Because you can’t buy chemistry in the back line. New franchises enter with 10–12 empty roster slots, so the scouting staff usually chases household names up front to sell tickets, then fills the defensive eight with whoever is still available in the draft, waiver order or the cheaper end of the global market. Centre-backs need weeks of reps to sort out who steps, who covers and how far the line can squeeze up; meanwhile, the expansion side is already a third of the season behind clubs that have played together for years. Add in travel-heavy early schedules (league front-loads road games to let stadium construction finish) and you get the pattern: 18 of the 22 teams added since 2005 allowed more than 1.6 goals per game, and only three posted a negative goal difference better than –5.
Reviews
Dorian
Expansion teams suck cash, choke on turf, blame refs, sell hype, still finish last your "rookie miracle" is my migraine, pay me back for this trash season
Soren
Ah, expansion babies fresh paint, same old flat tire. I cheer, sip stadium IPA, watch them ship goals like FedEx. Owners brag about "culture" midfielders look like they met in an UberPool. Still, I’ll date them: cheap seats, zero expectations, plenty of room to ghost me later.
RogueByte
So the new kids average 1.07 points a game and still sell out while serving overpriced IPA tell me, if you paid $400 to watch a expansion side discover gravity in real time, would you brag about the "experience" or just pretend you were there for the tacos?
Noah Sterling
Fresh blood hits the pitch and the old guard sneers same script since ‘98. I cheer anyway, because nothing juices a Saturday like watching some expansion babies bleed neon while the suits count beans in suites.
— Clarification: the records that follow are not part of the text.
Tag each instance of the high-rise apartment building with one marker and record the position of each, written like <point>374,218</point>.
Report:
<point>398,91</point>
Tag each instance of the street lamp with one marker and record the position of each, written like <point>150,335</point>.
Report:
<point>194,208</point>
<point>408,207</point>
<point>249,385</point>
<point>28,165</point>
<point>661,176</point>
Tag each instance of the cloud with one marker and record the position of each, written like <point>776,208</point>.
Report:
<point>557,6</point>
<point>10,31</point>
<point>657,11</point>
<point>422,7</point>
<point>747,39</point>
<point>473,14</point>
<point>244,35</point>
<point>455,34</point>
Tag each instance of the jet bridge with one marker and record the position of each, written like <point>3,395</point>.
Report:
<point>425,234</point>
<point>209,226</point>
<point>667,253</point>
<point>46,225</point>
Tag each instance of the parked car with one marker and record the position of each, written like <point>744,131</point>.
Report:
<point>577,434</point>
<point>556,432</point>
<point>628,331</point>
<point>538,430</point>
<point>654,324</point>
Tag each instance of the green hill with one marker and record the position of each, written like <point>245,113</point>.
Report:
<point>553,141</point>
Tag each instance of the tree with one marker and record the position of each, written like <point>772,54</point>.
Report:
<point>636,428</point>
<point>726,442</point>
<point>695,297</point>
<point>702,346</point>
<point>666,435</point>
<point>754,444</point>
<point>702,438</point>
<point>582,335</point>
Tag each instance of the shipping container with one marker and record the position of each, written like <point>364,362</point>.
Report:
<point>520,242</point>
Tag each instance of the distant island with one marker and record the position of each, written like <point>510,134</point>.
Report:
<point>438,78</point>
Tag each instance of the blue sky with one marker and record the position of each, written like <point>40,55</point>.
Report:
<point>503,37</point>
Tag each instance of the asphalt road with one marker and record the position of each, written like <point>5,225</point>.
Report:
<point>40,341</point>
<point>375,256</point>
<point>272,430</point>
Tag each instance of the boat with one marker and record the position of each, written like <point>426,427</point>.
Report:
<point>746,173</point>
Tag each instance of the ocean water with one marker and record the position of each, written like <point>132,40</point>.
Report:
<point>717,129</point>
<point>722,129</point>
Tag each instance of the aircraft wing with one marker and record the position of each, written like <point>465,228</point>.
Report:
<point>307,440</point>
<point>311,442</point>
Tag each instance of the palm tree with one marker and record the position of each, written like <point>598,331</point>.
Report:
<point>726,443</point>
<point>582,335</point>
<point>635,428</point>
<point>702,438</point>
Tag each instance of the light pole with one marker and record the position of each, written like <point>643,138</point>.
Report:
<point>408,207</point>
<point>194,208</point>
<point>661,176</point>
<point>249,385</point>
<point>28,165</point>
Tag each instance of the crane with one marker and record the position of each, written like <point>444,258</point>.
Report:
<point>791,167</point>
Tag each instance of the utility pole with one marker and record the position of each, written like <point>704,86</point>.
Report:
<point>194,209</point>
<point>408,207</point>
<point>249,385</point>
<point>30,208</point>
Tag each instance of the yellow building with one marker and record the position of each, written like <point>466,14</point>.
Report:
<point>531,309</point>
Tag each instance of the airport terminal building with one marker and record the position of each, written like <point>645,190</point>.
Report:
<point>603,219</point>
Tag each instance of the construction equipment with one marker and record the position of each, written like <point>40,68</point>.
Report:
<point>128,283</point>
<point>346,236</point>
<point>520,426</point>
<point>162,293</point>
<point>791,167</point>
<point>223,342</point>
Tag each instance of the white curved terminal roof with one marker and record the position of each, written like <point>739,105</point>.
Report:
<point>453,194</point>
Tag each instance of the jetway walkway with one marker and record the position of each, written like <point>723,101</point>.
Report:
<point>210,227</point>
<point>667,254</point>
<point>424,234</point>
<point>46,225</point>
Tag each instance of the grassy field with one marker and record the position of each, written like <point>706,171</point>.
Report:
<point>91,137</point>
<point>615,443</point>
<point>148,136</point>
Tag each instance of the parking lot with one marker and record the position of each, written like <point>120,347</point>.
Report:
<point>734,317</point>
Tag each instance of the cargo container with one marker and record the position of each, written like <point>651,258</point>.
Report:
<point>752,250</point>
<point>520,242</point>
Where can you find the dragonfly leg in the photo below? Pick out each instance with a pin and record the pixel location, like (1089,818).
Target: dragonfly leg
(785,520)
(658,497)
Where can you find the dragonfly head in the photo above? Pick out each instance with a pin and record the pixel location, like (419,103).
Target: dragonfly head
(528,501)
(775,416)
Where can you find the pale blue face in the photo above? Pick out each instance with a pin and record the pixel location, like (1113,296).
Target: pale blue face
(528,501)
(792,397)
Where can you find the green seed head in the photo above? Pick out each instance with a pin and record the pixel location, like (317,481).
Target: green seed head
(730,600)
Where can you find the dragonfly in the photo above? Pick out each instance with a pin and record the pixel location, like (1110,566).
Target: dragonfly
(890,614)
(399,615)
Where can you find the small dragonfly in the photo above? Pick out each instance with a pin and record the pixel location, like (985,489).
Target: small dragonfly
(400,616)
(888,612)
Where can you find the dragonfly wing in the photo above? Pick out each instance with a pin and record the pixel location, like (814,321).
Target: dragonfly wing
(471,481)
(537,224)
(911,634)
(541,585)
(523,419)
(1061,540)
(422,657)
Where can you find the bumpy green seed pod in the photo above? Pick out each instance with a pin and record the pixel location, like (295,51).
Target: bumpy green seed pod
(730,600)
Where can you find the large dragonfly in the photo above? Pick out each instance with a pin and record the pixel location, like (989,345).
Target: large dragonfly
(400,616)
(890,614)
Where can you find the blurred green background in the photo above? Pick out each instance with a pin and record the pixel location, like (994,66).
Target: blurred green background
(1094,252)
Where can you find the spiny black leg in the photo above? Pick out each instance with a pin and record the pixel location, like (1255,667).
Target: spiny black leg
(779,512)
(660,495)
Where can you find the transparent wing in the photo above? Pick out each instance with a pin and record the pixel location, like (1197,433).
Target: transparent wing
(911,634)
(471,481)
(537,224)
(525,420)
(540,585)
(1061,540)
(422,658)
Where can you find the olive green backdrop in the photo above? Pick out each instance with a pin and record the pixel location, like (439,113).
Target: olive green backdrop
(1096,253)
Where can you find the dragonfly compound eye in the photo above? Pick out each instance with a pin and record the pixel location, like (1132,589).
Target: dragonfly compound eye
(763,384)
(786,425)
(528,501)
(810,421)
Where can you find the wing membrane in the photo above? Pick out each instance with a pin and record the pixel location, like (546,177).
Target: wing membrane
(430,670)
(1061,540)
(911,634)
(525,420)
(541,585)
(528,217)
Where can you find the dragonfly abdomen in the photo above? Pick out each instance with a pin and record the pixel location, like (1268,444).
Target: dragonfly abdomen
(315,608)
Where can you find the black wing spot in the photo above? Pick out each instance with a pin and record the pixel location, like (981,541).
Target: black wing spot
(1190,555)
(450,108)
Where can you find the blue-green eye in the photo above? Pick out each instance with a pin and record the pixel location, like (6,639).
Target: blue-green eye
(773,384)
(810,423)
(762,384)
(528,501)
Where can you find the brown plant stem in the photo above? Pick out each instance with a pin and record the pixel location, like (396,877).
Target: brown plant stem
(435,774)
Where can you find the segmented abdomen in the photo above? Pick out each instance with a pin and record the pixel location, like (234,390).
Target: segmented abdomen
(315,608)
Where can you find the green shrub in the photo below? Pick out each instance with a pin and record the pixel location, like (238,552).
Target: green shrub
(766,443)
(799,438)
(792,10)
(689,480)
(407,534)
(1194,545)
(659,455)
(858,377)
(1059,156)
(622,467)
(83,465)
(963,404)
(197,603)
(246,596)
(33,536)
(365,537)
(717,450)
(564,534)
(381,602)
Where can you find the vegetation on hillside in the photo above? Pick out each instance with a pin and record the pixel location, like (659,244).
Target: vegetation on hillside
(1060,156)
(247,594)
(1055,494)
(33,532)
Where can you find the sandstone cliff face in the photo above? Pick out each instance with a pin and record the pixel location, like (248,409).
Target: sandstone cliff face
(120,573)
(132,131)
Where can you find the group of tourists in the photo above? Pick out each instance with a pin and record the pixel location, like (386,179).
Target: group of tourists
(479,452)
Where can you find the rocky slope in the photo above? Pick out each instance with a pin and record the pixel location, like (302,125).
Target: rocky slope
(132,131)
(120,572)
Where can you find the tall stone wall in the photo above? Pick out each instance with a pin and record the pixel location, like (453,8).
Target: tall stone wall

They tell me expansion clubs flop first year; I say flops sell tickets. A club loses two-thirds of its matches, yet every losing goal still detonates a new bar downtown, still births a chant too rude for radio. That victory for the city, defeat only for accountants. Soccer gods never read spreadsheets; they sniff adrenaline and ticket smoke. I want the new guys reckless, broke, throwing cash at South American kids who can’t spell "playoff" but can nutmeg a veteran into memes. Parity is a bedtime story rich teams read to small ones. I prefer the nightmare where a 19-year-old with a mohawk ruins a franchise marketing plan by missing an open net, then scores from halfway in stoppage. Chaos keeps the league younger than the plastic surgery on its commissioners. So let the nerds debate metrics; I’m here for the circus, the train wrecks painted club colors, the hope auctioned every winter. If they win sooner than logic allows, I’ll tattoo the crest on my shoulder and pretend I believed all along.
Grace
So, fresh franchises bleed cash on shiny foreigners, finish mid-table, and you call this analysis? Tell me, does the league pay per word or per cliché?
Harper Garcia
So, fresh MLS babies crawl in, bleed cash, and we’re supposed to clap? Tell me, darling why does a club that can’t win a single home match still cash expansion checks big enough to fix my potholes?